= Council of Regional Organisations in the Pacific =

The Council of Regional Organisations in the Pacific (CROP) is an inter-organisational consultative process which aims to prevent either overlaps, or gaps, appearing between the work-programmes of its various members.

==Overview==
Membership includes the Pacific Islands Forum Secretariat, the Pacific Community (SPC), the Pacific Islands Forum Fisheries Agency, the Secretariat of the Pacific Regional Environment Programme (SPREP), the South Pacific Tourism Organisation, the University of the South Pacific (USP), the Pacific Islands Development Programme, and the Pacific Power Association (PPA). Before their integration into SPC in 2010 and 2011, the South Pacific Applied Geoscience Commission and the South Pacific Board for Educational Assessment had been individual members. The Fiji School of Medicine was a member before its merger into Fiji National University in 2010.

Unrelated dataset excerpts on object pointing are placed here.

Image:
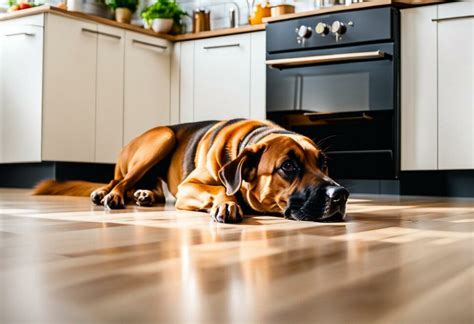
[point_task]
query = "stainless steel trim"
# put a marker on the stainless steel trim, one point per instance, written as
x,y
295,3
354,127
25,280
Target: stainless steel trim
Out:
x,y
221,46
452,18
18,34
330,58
134,41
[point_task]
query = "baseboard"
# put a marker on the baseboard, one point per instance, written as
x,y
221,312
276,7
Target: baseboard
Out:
x,y
27,175
450,183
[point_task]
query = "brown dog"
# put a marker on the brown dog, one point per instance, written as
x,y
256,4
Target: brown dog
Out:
x,y
220,167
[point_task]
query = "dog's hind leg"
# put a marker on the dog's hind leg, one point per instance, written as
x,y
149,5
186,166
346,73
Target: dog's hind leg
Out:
x,y
140,155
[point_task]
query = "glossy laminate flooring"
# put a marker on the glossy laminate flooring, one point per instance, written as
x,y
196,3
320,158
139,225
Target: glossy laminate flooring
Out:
x,y
395,260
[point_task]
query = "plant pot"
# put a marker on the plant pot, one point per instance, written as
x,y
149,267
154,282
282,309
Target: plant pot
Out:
x,y
146,24
162,25
123,15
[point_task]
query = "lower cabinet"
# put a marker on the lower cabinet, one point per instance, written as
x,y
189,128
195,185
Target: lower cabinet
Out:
x,y
147,84
223,78
456,86
437,102
69,105
21,65
81,91
109,97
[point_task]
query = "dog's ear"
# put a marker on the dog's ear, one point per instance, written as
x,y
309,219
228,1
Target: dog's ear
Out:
x,y
244,167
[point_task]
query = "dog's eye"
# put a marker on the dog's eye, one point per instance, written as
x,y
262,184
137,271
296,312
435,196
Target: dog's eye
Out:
x,y
288,166
322,162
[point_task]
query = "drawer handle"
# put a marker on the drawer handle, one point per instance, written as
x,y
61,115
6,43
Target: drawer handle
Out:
x,y
222,46
134,41
19,34
452,18
86,30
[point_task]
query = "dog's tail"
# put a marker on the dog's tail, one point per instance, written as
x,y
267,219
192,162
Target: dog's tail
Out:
x,y
66,188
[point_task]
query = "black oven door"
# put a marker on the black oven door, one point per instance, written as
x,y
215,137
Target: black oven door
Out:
x,y
345,99
349,79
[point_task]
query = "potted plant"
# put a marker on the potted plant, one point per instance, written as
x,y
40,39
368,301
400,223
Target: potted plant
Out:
x,y
123,9
162,15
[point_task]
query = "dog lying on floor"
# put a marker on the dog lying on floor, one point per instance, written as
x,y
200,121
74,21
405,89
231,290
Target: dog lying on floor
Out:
x,y
223,167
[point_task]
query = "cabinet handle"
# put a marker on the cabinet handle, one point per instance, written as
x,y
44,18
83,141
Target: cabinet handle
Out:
x,y
134,41
18,34
452,18
222,46
87,30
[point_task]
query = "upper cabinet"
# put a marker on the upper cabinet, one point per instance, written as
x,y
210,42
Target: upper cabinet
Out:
x,y
21,68
147,84
437,87
455,24
223,78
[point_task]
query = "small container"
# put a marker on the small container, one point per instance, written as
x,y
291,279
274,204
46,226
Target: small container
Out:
x,y
201,20
282,9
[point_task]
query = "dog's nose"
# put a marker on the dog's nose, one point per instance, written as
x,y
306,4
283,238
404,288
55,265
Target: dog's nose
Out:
x,y
337,194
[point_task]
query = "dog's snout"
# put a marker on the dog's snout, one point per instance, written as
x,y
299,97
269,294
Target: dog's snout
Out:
x,y
337,194
321,203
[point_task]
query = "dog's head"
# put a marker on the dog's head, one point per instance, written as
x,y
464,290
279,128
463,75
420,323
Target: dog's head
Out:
x,y
286,174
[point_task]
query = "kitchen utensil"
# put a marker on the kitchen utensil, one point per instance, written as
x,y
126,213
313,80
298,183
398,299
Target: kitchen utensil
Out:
x,y
201,20
282,9
259,12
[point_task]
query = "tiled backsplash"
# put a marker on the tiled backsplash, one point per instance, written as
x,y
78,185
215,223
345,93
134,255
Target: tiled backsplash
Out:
x,y
220,10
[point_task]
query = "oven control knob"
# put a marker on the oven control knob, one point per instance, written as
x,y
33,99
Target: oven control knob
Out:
x,y
304,31
338,28
322,29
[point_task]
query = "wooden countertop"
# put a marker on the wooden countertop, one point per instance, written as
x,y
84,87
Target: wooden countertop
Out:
x,y
354,6
138,29
218,32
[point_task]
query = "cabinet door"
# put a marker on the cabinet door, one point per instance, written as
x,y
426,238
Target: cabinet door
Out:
x,y
70,64
109,109
456,85
419,107
258,76
147,84
222,78
21,91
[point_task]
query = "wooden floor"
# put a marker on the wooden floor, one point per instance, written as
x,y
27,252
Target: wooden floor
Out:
x,y
395,260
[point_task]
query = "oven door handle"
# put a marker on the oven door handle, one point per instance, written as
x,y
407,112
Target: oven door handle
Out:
x,y
322,59
331,117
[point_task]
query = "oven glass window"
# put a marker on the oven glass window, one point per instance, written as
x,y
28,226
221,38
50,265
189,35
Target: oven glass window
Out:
x,y
346,87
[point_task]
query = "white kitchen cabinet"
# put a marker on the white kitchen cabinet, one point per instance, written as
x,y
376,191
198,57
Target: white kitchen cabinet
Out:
x,y
21,66
456,85
109,101
70,69
147,84
437,87
222,78
419,109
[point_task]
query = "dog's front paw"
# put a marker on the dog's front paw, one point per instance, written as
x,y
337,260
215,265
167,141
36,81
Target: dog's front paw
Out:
x,y
97,196
143,198
227,212
113,201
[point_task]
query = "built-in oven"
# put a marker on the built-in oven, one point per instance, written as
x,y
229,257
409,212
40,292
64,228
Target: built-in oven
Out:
x,y
335,78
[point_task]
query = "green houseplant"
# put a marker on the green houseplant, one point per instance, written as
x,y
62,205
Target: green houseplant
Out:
x,y
162,15
123,9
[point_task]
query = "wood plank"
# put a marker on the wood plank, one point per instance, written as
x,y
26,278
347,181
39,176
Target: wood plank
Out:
x,y
395,259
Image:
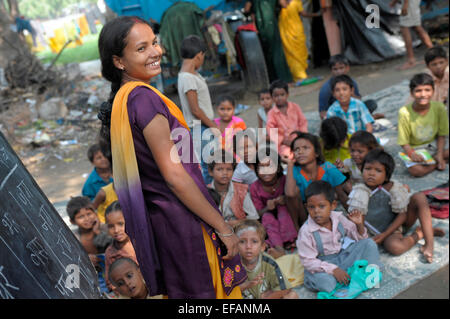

CROP heads of organisations meet once each year, but the main consultative work is done by a series of sectoral working groups, including Marine Resources, Health and Population, Land Resources, Education, Information and Communication Technologies, etc. These working groups are responsible for collaboratively working on various regional projects and policy initiatives. For example, the CROP Marine Sector Working Group has shepherded the intergovernmental agreement and promotion of the Pacific Islands Regional Ocean Policy while the CROP ICT Working Group has shepherded the Pacific Islands ICT Policy and Strategic Plan (PIIPP).

The CROP interagency working groups also provide technical advice to Pacific Islands Forum intergovernmental working groups taking part in United Nations and other international negotiations and processes, on request.

Since the implementation of the Pacific Plan and its replacement, the Framework for Pacific Regionalism, the role of the CROP working groups has diminished. Their role was reviewed in 2015.